​London Diary: Lessons for India in Pakistan’s Reaction to UK Report on Human Rights Abuses

Playing it cool: A House of Commons parliamentary report into human rights abuses in Pakistan has some lessons for India. The report found a prevalence of widespread abuses we’re all familiar with. That the blasphemy law is misused to settle personal scores, that the persecution of Christians, Hindus, Ahmadiyya Muslims, and other minorities is tragically too common. The report recommends that the Foreign Office sets a policy to pressure Pakistan towards correction.

The lesson for India is the extent to which Pakistan media have reported this, or the Pakistani government reacted to it. On both counts there is very little; such reports are largely inconsequential and have little to say that is new.

This proportionate response, or lack of it, contrasts wildly with the hysteria built up in Indian media every time someone in the British parliament has anything to say about India. British parliamentarians have of course every right to say what they choose on any subject that interests them. What they say changes nothing. About time India stops jumping every time a British MP speaks.

Bong connection: In a British India diaspora dominated by Gujaratis and Punjabis, a Bengali success is unusual, and much welcomed. Particularly when it’s Rima Chatterjee, the first Indian mayor of Barnard Castle town in the north. She sits in the town council as an elected representative, though she has another faithful following at the Old Well Inn she runs, where she serves up beer with what many of her constituents find to be finger-licking great Indian food.
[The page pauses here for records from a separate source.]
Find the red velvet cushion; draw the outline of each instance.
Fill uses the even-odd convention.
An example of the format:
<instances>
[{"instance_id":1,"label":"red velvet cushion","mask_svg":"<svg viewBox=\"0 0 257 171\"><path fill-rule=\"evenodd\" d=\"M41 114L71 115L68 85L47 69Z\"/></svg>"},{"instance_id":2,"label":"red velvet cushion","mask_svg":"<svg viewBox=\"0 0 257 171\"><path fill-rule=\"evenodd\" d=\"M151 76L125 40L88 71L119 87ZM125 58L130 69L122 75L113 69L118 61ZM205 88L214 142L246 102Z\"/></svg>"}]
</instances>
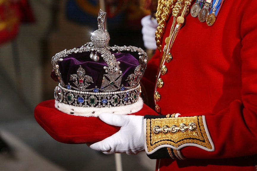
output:
<instances>
[{"instance_id":1,"label":"red velvet cushion","mask_svg":"<svg viewBox=\"0 0 257 171\"><path fill-rule=\"evenodd\" d=\"M54 100L44 101L35 108L36 120L54 139L61 143L81 144L97 142L112 135L120 127L108 125L98 118L68 115L56 109ZM157 115L144 104L140 111L133 115Z\"/></svg>"}]
</instances>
That food has acquired the distinction of a distinguished Bengali flavour. As it happens the bulk of ‘Indian’ restaurants across Britain are run by Bangladeshis. Their Sylhet-like touch to North Indian food is not what Rima Chatterjee offers. A true connoisseur of Bengali food knows the difference, and the British are learning it.

Reaching for the skies: Why is this such a Punjabi idea? An airport for drones doing deliveries and air taxi services. Certainly, it is Ricky Sandhu’s idea, and he has set up an ‘airport’ in his hometown Coventry in the Midlands. This is the first such in the UK.

The airport for electric vertical take-off and landing (eVTOL) aircraft and drones has been named ‘Air-One’. Why does that sound Punjabi too? The ‘airport’ is currently open to public viewing. It has been described as a “prefabricated vertiport designed for both rapid assembly and disassembly”.